Ethiopia said Friday it has completed the third filling of its mega-dam on the Blue Nile, a development that could raise further tensions with downstream neighbours Egypt and Sudan.
The announcement comes a day after Ethiopia said it had launched electricity production from the second turbine at the Grand Ethiopian Renaissance Dam (GERD) which lies in the west of the country.
"Today as you see behind me, the third filling is complete," Prime Minister Abiy Ahmed said in images shown on state television from the dam site.
"The Nile is a gift of God given to us for Ethiopians to make use of it."
The massive $4.2 billion dam, set to be the largest hydro-electric scheme in Africa, has been at the centre of a regional dispute ever since Ethiopia broke ground on the project in 2011.
There is still no agreement between Ethiopia and its downstream neighbours Egypt and Sudan about the GERD's operations despite talks held under the auspices of the African Union.
Cairo and Khartoum view it as a threat because of their dependence on Nile waters, while Ethiopia deems it essential for the electrification and development of Africa's second most populous nation.

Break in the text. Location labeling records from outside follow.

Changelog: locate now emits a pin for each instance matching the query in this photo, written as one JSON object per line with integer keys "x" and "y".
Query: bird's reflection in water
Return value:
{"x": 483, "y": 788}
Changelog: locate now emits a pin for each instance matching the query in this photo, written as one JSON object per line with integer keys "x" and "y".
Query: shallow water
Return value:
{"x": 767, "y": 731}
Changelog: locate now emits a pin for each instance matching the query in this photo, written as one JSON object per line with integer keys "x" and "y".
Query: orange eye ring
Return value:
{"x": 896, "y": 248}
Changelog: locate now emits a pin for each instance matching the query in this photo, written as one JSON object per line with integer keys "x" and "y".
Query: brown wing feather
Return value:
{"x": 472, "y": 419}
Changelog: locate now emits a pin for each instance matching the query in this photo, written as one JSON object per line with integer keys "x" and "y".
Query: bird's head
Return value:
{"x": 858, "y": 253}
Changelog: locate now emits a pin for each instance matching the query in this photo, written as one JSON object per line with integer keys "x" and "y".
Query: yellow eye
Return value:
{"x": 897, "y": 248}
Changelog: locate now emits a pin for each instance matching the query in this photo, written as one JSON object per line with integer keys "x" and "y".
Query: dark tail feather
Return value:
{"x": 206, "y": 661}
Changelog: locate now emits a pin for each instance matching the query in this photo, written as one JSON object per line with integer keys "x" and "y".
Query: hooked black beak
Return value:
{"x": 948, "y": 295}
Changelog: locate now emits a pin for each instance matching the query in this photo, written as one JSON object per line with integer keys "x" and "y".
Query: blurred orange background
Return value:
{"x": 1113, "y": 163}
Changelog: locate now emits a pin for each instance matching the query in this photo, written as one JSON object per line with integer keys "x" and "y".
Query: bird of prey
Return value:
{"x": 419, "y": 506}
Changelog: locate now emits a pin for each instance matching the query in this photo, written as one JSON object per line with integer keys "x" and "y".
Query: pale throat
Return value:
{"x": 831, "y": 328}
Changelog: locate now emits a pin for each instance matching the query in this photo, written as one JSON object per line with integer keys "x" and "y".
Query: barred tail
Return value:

Egypt, which relies on the Nile for about 97 percent of its irrigation and drinking water, last month protested to the UN Security Council about the third filling.
Abiy again sought to reassure Egypt and Sudan over the impact of dam.
"When we set out to build a dam on the Nile, we said from the beginning that we did not want to make the river our own," he said on Twitter.
"We hope that just like Ethiopia, the other gifted nations of the Nile, Sudan and Egypt, will get to utilise their share."
On Thursday, he had called for negotiations to reach an understanding but insisted the third filling was not causing any water shortages downstream.
The process of filling the GERD's vast reservoir, which has a total capacity of 74 billion cubic metres, began in 2020.
"Compared to last year, we have reached 600 metres which is 25 metres higher than the previous filling," Abiy said Friday.
Ethiopia first began generating electricity from the GERD in February. Currently, the two operational turbines, out of a total of 13, have a capacity to generate 750 megawatts of electricity.
It is ultimately expected to produce more than 5,000 megawatts, more than doubling Ethiopia's current output.
Project manager Kifle Horo said Thursday that overall the dam was now more than 83 percent complete and that the goal was for it to be finished in the next two and a half years.
The 145-metre (475-foot) high structure straddles the Blue Nile in the Benishangul-Gumuz region of western Ethiopia, near the border with Sudan.
The project was initiated under former prime minister Meles Zenawi, the Tigrayan leader who ruled Ethiopia for more than two decades until his death in 2012.